Each trial is dictated by a protocol, or design plan, that outlines the hypothesis the researchers will be testing and what methods they will use to do so. The protocol also defines additional details such as the administration methods, dosage, schedule of study visits, follow-up and monitoring procedures, and enrollment criteria.

Enrollment criteria specify who can participate in the study. Inclusion criteria are qualifications that a subject must meet in order to participate in the trial while exclusion criteria disqualify subjects from participation. These criteria help to eliminate any potential confounding factors from the trial in order to ensure it is as controlled and accurate as possible.

In addition to carefully selected enrollment criteria, clinical trials are often randomized to minimize the differences between the controlled group and the experimental group. Randomization helps to ensure the trial is the same in every way except that one group is receiving the novel therapy and one is not, reducing selection bias.

Another method used to reduce bias is called “blinding.” A randomized trial is “blind” if the participant is not told whether he or she is on the experimental or control arm of the study. A “single-blind” study means that one group — either participants or researchers — is unaware of the therapy the participant is taking. In a “double-blind” study, neither group knows who is receiving the experimental therapy and who is receiving a placebo or other therapy. Double-blind trials are considered the most objective as they eliminate the possibility for any conscious or unconscious bias that could affect the outcome.

PHASES OF CLINICAL TRIALS

Phase 1 – Is the treatment safe
Phase I trials use a small number of participants 10-100 individuals to test novel therapies for safety, toxicity, and dose. The first few participants get a low dose of the treatment. If there are only minor side effects, the next few get a higher dose. This process continues until doctors find a dose that’s most likely to work within an acceptable level of side effects.
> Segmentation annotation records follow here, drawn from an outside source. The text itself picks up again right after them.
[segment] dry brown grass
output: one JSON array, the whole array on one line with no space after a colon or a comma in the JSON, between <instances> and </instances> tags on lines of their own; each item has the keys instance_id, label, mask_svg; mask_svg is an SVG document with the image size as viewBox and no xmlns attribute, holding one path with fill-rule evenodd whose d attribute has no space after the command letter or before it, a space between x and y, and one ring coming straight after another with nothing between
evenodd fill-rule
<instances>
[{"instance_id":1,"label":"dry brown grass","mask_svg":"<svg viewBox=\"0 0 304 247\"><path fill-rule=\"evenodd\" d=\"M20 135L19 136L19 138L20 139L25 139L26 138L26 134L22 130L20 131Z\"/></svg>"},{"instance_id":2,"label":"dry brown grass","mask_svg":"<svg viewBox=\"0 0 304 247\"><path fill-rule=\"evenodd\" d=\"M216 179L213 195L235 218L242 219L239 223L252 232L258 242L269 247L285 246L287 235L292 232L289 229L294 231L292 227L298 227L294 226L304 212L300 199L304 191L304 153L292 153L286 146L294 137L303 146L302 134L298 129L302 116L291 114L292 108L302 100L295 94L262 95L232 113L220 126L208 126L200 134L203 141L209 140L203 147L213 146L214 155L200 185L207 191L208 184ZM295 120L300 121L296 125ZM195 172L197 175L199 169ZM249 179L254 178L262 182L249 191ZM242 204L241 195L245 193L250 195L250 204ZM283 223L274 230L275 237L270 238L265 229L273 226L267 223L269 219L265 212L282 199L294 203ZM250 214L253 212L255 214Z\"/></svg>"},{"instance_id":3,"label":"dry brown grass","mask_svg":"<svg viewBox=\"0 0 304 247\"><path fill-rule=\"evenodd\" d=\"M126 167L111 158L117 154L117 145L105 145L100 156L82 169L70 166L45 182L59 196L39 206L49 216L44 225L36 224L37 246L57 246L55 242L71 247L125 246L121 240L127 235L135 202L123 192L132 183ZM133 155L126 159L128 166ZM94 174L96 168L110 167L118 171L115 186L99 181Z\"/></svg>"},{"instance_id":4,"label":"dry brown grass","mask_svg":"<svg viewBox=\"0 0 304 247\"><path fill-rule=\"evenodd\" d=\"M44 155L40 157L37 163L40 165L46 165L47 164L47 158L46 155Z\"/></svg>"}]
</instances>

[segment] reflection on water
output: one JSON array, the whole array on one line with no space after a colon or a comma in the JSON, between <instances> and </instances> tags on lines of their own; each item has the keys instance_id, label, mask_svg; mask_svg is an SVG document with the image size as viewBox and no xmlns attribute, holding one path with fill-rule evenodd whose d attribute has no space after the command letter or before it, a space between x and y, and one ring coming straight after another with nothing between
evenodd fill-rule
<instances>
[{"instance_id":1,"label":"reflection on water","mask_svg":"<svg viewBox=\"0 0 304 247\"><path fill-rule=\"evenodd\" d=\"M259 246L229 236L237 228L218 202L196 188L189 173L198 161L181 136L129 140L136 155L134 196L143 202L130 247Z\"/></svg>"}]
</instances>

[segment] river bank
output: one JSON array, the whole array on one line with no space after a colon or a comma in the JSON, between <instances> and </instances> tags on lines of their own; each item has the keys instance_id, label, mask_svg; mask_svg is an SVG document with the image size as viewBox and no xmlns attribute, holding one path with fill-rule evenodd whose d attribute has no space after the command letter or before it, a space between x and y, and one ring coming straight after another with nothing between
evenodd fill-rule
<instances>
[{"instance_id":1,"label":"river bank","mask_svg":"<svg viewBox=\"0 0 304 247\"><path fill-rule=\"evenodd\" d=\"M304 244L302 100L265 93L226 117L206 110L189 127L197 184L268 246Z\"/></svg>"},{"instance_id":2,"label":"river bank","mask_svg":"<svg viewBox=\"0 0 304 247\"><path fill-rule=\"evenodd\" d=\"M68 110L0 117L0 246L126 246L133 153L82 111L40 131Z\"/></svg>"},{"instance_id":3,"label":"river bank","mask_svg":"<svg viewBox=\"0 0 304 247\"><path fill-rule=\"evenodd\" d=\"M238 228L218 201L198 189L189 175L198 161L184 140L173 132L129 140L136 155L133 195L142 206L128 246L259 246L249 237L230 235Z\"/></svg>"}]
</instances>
While there may be early indications that a therapy works, determining efficacy is not the goal of Phase I trials.

Phase 2 Does the treatment work
Once the safety of the treatment has been established, Phase II clinical trials test the efficacy or effectiveness, of the therapy on a larger number of participants 50-500 individuals. Phase II trials often run longer than Phase I — typically lasting several months to a few years. As the study progresses, decisions based on the treatment’s efficacy are made to advance to Phase III trials or to terminate the study. Only about one-third of novel therapies make it through Phase II trials.

Phase 3 – Is it better
Phase III clinical trials compare the safety and efficacy of the new treatment against the current standard treatment. Study participants are often picked at random to get either the standard treatment or the new treatment. Phase III clinical trials include a larger number of patients and can last several years. These studies are often carried out across the country (or around the world) at the same time. Data would be submitted to the FDA as evidence for approval of the new therapy.
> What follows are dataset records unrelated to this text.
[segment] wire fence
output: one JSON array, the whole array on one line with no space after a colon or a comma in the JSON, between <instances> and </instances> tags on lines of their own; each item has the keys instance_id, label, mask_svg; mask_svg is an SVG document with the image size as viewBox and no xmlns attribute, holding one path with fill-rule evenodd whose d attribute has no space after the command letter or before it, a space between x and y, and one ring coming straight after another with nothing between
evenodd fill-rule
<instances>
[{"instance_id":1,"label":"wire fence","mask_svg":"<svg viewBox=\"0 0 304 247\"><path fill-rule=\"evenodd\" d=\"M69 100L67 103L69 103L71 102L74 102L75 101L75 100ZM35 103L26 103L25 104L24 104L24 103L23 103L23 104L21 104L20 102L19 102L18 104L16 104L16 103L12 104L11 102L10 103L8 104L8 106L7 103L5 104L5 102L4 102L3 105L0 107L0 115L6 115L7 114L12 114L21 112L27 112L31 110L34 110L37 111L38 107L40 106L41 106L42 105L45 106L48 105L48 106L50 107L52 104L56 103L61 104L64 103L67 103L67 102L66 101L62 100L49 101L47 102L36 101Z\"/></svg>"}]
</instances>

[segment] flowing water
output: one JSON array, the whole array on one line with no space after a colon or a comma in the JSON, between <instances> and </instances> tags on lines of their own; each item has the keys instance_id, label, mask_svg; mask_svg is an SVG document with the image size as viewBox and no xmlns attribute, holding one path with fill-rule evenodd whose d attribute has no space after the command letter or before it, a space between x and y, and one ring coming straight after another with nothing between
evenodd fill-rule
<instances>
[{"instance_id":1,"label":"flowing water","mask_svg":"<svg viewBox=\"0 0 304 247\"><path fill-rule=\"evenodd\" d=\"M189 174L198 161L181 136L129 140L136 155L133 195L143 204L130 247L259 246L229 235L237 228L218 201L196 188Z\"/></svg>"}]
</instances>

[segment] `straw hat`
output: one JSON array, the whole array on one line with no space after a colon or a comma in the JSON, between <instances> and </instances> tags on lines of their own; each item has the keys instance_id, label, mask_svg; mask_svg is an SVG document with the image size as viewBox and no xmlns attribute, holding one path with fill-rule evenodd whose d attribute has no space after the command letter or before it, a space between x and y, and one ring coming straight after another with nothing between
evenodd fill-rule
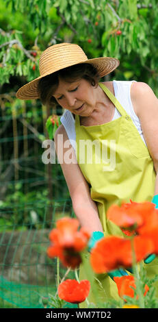
<instances>
[{"instance_id":1,"label":"straw hat","mask_svg":"<svg viewBox=\"0 0 158 322\"><path fill-rule=\"evenodd\" d=\"M67 42L53 45L44 50L40 56L39 61L40 76L19 88L16 96L21 99L38 99L38 83L42 77L60 69L85 63L93 65L102 77L116 69L119 65L119 60L111 57L88 60L78 45Z\"/></svg>"}]
</instances>

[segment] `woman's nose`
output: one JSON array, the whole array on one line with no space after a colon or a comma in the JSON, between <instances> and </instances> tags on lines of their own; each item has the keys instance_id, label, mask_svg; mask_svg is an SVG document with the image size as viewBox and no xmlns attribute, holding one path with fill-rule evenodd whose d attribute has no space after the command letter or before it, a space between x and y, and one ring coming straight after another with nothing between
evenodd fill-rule
<instances>
[{"instance_id":1,"label":"woman's nose","mask_svg":"<svg viewBox=\"0 0 158 322\"><path fill-rule=\"evenodd\" d=\"M70 107L75 106L76 101L77 99L73 95L69 95L67 96L67 102L69 106Z\"/></svg>"}]
</instances>

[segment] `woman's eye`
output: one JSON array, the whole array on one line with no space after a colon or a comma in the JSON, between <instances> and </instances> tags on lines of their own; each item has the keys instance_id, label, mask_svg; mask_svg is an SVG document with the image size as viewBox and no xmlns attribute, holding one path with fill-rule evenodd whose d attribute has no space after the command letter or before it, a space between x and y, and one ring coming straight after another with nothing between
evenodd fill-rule
<instances>
[{"instance_id":1,"label":"woman's eye","mask_svg":"<svg viewBox=\"0 0 158 322\"><path fill-rule=\"evenodd\" d=\"M75 90L77 90L78 88L78 86L77 86L74 90L72 90L71 92L75 92Z\"/></svg>"},{"instance_id":2,"label":"woman's eye","mask_svg":"<svg viewBox=\"0 0 158 322\"><path fill-rule=\"evenodd\" d=\"M77 90L77 88L78 88L78 86L77 86L75 88L74 88L74 90L70 90L70 92L75 92L75 90ZM57 100L62 99L62 97L63 97L63 95L60 96L60 97L58 97L57 99Z\"/></svg>"}]
</instances>

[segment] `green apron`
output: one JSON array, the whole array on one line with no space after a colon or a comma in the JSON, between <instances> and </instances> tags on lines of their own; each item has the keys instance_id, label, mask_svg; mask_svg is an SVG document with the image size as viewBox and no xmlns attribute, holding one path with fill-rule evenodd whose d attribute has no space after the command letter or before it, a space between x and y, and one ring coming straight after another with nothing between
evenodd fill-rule
<instances>
[{"instance_id":1,"label":"green apron","mask_svg":"<svg viewBox=\"0 0 158 322\"><path fill-rule=\"evenodd\" d=\"M136 202L151 201L156 174L148 149L131 117L109 89L101 83L99 86L121 116L105 124L85 127L80 125L79 116L76 115L77 162L90 185L92 199L96 203L105 236L124 236L118 226L106 218L107 209L113 203L120 205L122 201L130 202L130 199ZM87 143L87 151L83 149L83 142ZM85 253L85 256L89 262L89 254ZM157 260L156 258L150 264L144 264L149 277L158 273ZM80 280L88 280L82 265L79 275ZM101 301L119 299L116 283L107 274L94 275ZM94 303L91 292L88 299ZM86 302L79 307L86 308Z\"/></svg>"}]
</instances>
Phase 4 – What can we still learn?
Once the therapy has been approved and brought to market, studies may continue. Even after testing a new medicine on thousands of people, all the effects of an approved treatment may not be known. Some questions may remain. Are there rare side effects that haven’t been seen yet, or side effects that only show up after taking the medicine for a long time? Additional studies are conducted to monitor the therapy’s performance and determine whether its effectiveness is long-lasting.

CLINICAL TRIAL ETHICS

While testing novel treatments, therapies, and devices on human subjects are required to approve their use by the broader public, it also necessitates that regulations be established in order to protect the safety of those involved.

Before a clinical trial begins, its protocol must be extensively reviewed by an Institutional Review Board (IRB) to see that its benefits outweigh its risks. IRBs are objective committees made up of members from each research institution, including physicians, statisticians, ethicists, local community members, patient advocates, and sometimes people with the disease under study.

Independent review of the clinical trial protocol by an IRB is required for U.S. studies funded by the Department of Health and Human Services (DHHS), the FDA, and other U.S. federal agencies. In addition to federal requirements, some states also have their own regulations governing human research.